To understand oneself as mortal means to understand one's identity and world as fragile and temporary and requiring one's active engagement. In the case of the highway bridge, it means that, even while getting in tune with being a flexible resource, one does not understand oneself as being a resource all the time and everywhere. One does not always feel pressured, for instance, to optimize one's vacation possibilities by refusing to get stuck on back roads and sticking to the interstates. Rather, as one speeds along the overpass, one senses one's mortality, namely that one has other skills for bringing out other sorts of things, and therefore one is never wholly a resource. Hence, because one has in readiness other skills for dealing with other styles of things thinging, one can relate to the highway bridge not just as a transparent device but in its specificity as a way of bringing the technological ordering out in its ownmost. But that is to say that the highway bridge can be affirmed as a possible kind of focal thing that calls to us as mortals, only if there are other focal things around that preserve other styles in which things can thing.
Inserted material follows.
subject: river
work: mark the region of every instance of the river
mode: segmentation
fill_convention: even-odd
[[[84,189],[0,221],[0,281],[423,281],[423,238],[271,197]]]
Freeing us from having a total fixed identity so that we may experience ourselves as multiple identities disclosing multiple worlds is what Heidegger calls technology's saving power. (Dreyfus and Spinosa, 2003)

The disclosing activity is the essential entrepreneurial activity and it takes a "thorough contextual sensibility" (Steyaert, 2007: 462) to change practices that we experience. In other words, only if we experience a specific context can we be motivated to contribute to it in disclosing ways that carry the practice forward, create better quality, venture into new markets, challenge the rules, or abandon the practice altogether.

In the context of MISSION ETERNITY, this essay reminds us of two things: that to remember an individual requires capturing an extremely transient identity that only appears in time and in connection with a (local) practice. etoy's method of SCRAMBLING goes a long way towards capturing a moment and inscribing it into the global memory, indelibly and as an expression and disclosure of a mortal being at one particular moment in time.

Second, embracing technology is a valid and necessary strategy to characterize today's life and practices. Our dissolving and morphing identities that face the stand-by possibilities of access to infinite information make it ever more challenging to capture anything of our daily cyber-identities at all. Maybe, subversively, MISSION ETERNITY will end up bowing to the visionary and honest gesture of age-old burial cultures that reduce the memory of an individual to a time stamp simply because there is nothing more substantial of an identity that lasts.

War der Grabstein der Weisheit letzter Schluss?